A review by ameya88
Baluta by Daya Pawar

4.0

My main issue with this book (in reality with myself) is that I did not really feel as strongly as this story demanded I should. Or to make myself the 'object' & deflect responsibility - I was not 'impacted' by the book as much as I needed to or should have when I rethink now about some of the horrific things I read.

Two reasons for this in all probability -
1) We have become numbed to reading about the sufferings of fellow human beings around us to the extent that we've already imagined the worst and it would take a lot more to shock me any more. The shock I felt later was not so much about the incidents he has described but more around how blasé he was about them.
2) Pawar's matter-of-fact style of exposition and it's translation kind of normalises this. I almost think I have been conditioned to need a raving Arnab equivalent, frothing at the mouth around the injustice of it all for it to make me feel bad about it.

Nevertheless, it is an eye-opener of a book - which kind of tells us where some of the other less members of our society actually started from and why having discussions on privilege and equality and affirmative action without living these lives is merely lip service. It is brutally honest - when the author talks about himself, his family, the community and how they fell short as well and I truly hope parts of it are mandatory reading in the school textbooks of the future at least.

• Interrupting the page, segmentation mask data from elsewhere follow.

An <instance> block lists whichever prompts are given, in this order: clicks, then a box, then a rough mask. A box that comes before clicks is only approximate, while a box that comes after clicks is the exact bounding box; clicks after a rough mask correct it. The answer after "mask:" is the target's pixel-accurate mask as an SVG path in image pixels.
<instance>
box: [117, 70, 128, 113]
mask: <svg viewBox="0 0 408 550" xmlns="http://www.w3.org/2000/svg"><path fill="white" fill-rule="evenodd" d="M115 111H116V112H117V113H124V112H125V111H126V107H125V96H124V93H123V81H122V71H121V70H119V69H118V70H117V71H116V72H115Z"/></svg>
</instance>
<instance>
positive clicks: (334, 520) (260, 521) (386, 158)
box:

I'm assuming this was not an easy book to translate given the tonality, and it is evidently jarring in some places but Jerry Pinto is a boon to Marathi literature for making it accessible to new generations and audiences, circumventing the barriers of language. And while there are many, I wish future editions have more footnotes - I had to rely on Wikipedia quite frequently - as we grow further from the era in which this book was written a lot of the characters, political movements, places and incidences will be unfamiliar to newer audiences like myself.